Saturday, August 23, 2008

Canine Camping


Clinton CG
Clinton, CT

One of the advantages to traveling in a motor home is that you can bring your pets with you. It isn’t always an advantage: if your pet is like mine, you will become his personal travel companion, his plush and comfy luxury seat, your lap a First Class accommodation, with the assumption that you will be more than happy to scratch from end of the country to the other. You will see the scenery along the way as if you were seated in a theatre behind a lady with a very large hat, craning your neck to see around his eager, panting (and oh, let’s not discuss the breath) and constantly moving silhouette.

My favorite moment comes when he changes positions, and before he settles in, he sniffs the place on my lap where his butt has just been. Oh spare me, please.

Which reminds me to mention that most of my fellow travelers seem to bring dogs. I haven’t seen one single cat since we started. Maybe RVers are genetically fond of dogs. Of course, I haven’t been in any other motor homes, so maybe the cats hide. Then again, maybe cat people are house people by nature, and only take vacations reluctantly. And when they do go away, they can leave their babies at home, happily peeing where they shouldn’t, as in my friend Jane’s case. Her cat Thalassa used to use the bathtub if left alone. It always made for a really fragrant return home.

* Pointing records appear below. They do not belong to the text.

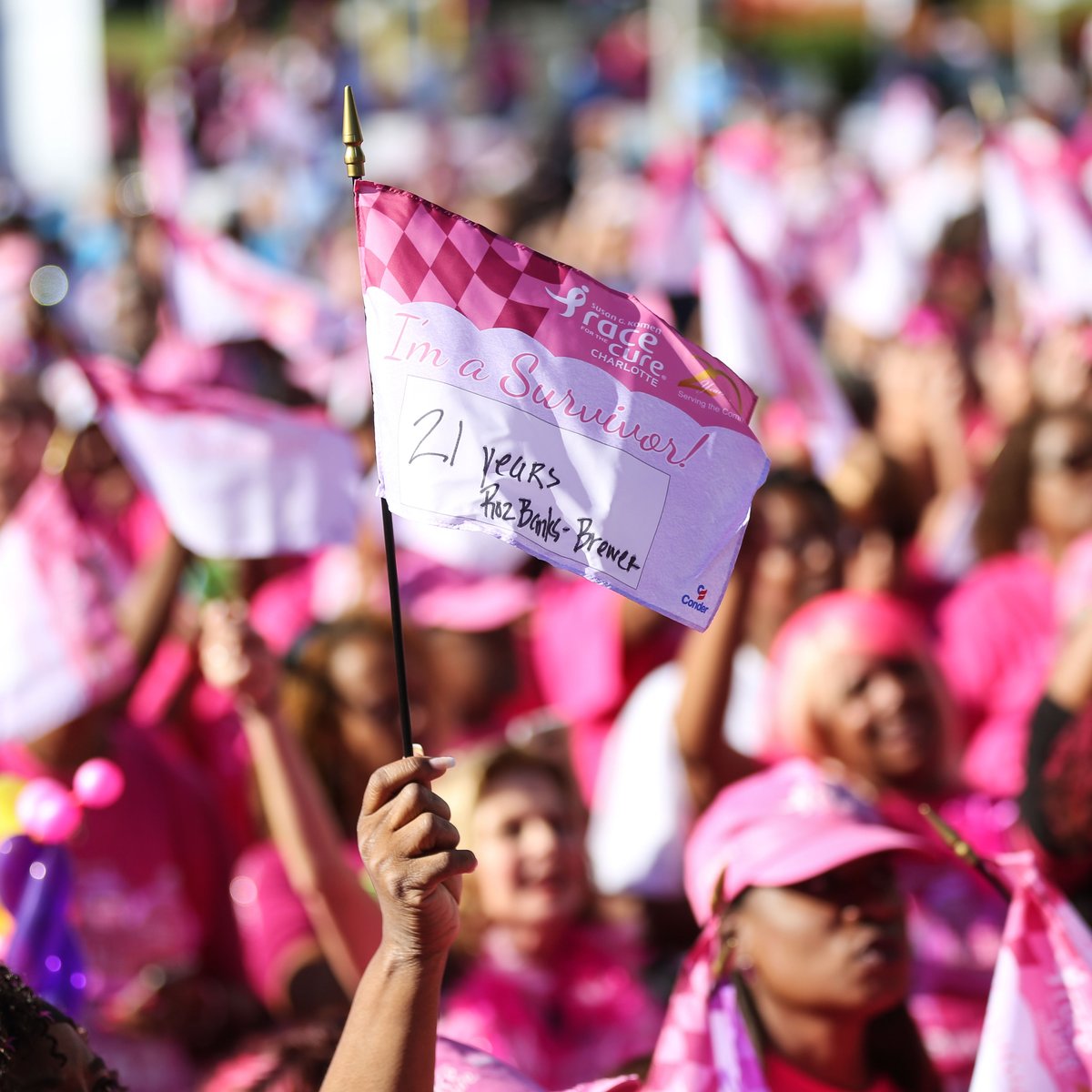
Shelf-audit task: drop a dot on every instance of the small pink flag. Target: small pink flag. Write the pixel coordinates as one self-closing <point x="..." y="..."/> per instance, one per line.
<point x="521" y="398"/>
<point x="1037" y="1035"/>
<point x="747" y="321"/>
<point x="234" y="476"/>
<point x="60" y="650"/>
<point x="1038" y="219"/>
<point x="221" y="292"/>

Dogs, on the other hand, are easily spotted in campgrounds. They lounge, dusty and panting, outside each camper with their toys, their water and if they’re lucky, their big puffy bed, arfing, woofing and grring at anybody who might deign to trespass on their 12 feet of frontage. They are big, sloppy things, hulky, happy dogs who are good with kids, and who sport names like Thunder, Joe and Moose. Our dog has a big-dog name, Zeus, and he thinks he’s a Rottweiler, but he’s really a skinny Jack Russell and a major tail-wagger. He just wants friends, attention and food, not necessarily in that order.

But there are other kinds of animal-lovers in this world. What about the gerbil people? The rabbit fanciers? The Teddy Bear Hamster crowd? Do their owners tote little cages and exercise wheels as they travel? Do they keep these pets in the camper – or heaven forbid, down below in storage? Do rodents take to travel or do they get carsick? How would you know?

“Oh honey, let’s stop for a while. Priscilla and Rodney are looking a little green around the whiskers.”

These days, people give their kids monikers like Apple and Butterscotch, and their pets get real names, which tends to really throw you when the pets die at, say, age 8 and they mention this fact at a party, for instance. “We buried dear Carl today. He was 7½ . We’ll miss him so much.” And you’re at a party? Ooooh, cold.

But right now, Zeus is panting his fetid breath at my knee and making the squeakiest of noises, which indicates his need to be walked. So I’ll grab a plastic baggie, hook him up to the leash and take on yet another of my favorite chores: poop scooper.